How on earth did I ignore Caspar David Friedrich all my life?

Sometimes, especially as youngsters, we can be guilty of dismissing ideas, people and aesthetics out of hand.

When I was on my Foundation course a young lady said she was influenced by Friedrich. Her work was not to my taste. It was too teenage-girl-gothic for me. At that age the bittersweet dark romance of it passed me by and I thought there was too much cliché and not enough rigour.

On my degree course there was another young lady influenced by Friedrich. There was no gothic element to her work; the influence was more in finding romance in the landscape but again it did nothing for me. So I had a distorted hall-of-mirrors view of him, never really even looking at his work properly, perhaps glancing at a picture if it happened to be in a book I was reading.

This week, having just turned 38, I have finally discovered Caspar David Friedrich.

There was a beguiling documentary called "Tales of Winter: the art of snow and ice" on BBC 4 looking at how winter has been portrayed in Western art. In it, poets, artists, historians and even distant relatives spoke about particular paintings - Bruegel's Hunters, John Nash's soldiers, Nevinson's football match and many others.
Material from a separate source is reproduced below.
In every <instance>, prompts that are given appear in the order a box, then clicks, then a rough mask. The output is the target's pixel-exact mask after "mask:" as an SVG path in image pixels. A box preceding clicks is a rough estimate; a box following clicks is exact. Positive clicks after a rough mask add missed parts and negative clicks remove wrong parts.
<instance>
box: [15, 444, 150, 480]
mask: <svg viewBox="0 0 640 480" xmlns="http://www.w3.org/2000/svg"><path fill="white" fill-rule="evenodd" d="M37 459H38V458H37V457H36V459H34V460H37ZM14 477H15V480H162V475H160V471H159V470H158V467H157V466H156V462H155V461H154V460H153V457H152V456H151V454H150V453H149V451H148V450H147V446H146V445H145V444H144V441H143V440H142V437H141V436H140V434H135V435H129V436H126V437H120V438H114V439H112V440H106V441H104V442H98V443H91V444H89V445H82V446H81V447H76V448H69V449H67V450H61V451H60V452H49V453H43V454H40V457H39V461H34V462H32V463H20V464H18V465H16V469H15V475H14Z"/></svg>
One thing to praise is the extraordinary quality of this programme's photography of the art works - looking at reproductions for this blog this aspect was truly exceptional.

It featured this painting by Friedrich, "The Abbey in the Oak Wood", and it has grabbed me and refused to let go. Formally, influenced as I am by photography, I adore its tonal structure. Emotionally, it captures that strange mix of hope and trudging bleakness that defines Runnymede at the tail end of winter - an acknowledgement that yes, everything is harsh and a slog, but dawn is earlier every day and buds are forming on the trees. There's a searching quality about it which reaches right inside me.

That's all I'll say for now, but I will find out what of his is in London, have a field trip and report back.